There is a direct, causal link between the failure of a nation and, more broadly, our world to take the threat of what McVeigh symbolised in the aftermath of the Oklahoma bombing and the country we see today, riven by sectarian violence and ruled by a cabal of Timothy McVeigh adjacents who realised you don't have to physically blow up a federal building to get payback, you can just take it over from the top and dismantle it from within.
The millions and millions who turned out for the No Kings rallies around the US, as opposed to the smattering of folk who watched a truly pathetic military parade ordered by the Kim Jong-Ew of US politics know what is at stake.
A Brief Scene
I am looking for lunch. Have had perfect baguettes several days in a row but decide on a chunky hand-made sausage roll in the window of a hole-in-the-wall Paris bistro. Do I want it as is, the waiter asks, and I say that's fine. I am planning on taking it home to eat anyway.

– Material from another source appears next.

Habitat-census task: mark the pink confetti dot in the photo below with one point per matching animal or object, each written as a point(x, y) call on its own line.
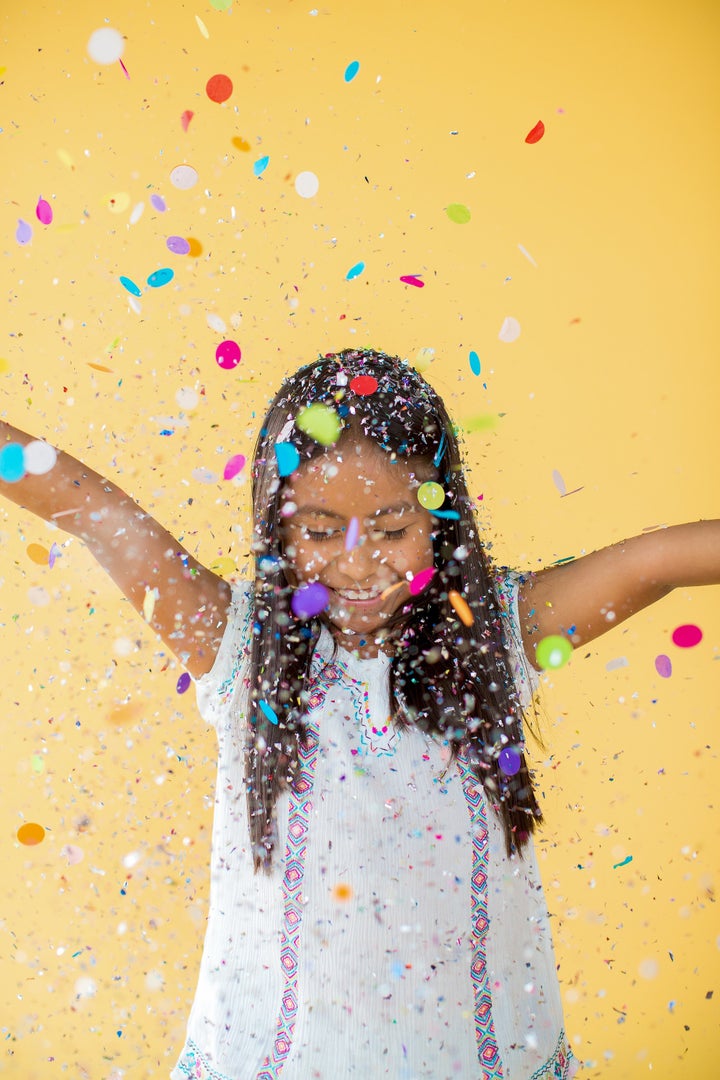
point(687, 636)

Perhaps sensing something ineffable about my character the server looked asked if I had an oven at home and then locked her pleading eyes with mine and begged, quite softly but with an urgency that could not be mistaken: 'Please. No Microwave.'
Nobody Asked, But Here's My Beach Boys Top 5
To the extent that I have any opinions about music at all (and really, I do not) I feel I have at least an above-average affection for The Beach Boys, if not a technical or musically literate one.
- God Only Knows. One of the greatest songs ever written. Haunting, gorgeous etc.
- Don't Worry Baby. You can actually feel this one reduce your blood pressure as you listen. Like, physically. Also one of the all-time great openers to a track.
- I Can Hear Music. Press play, melt into the world.
- Sloop John B. What is a sloop, five-year-old me often wondered. And who is John B? And why does this singer want to go home? Has he been kidnapped? This one often played on the interminable 14-hour road trips to go on a holiday dad never wanted to go on. 'This is the worst trip I've ever been on,' the singer sang and five-year-old me would nod solemnly. I hear you brother.
- Wouldn't It Be Nice. Dead set banger. Impossible not to move with it.
Honourable mentions for nostalgia points: Cotton Fields (The Cotton Song), Kokomo, Heroes and Villains, Then I Kissed Her and Darlin'.
Oh heck, let's just name all of them. Yours?
Rest in perfect harmony, Brian Wilson.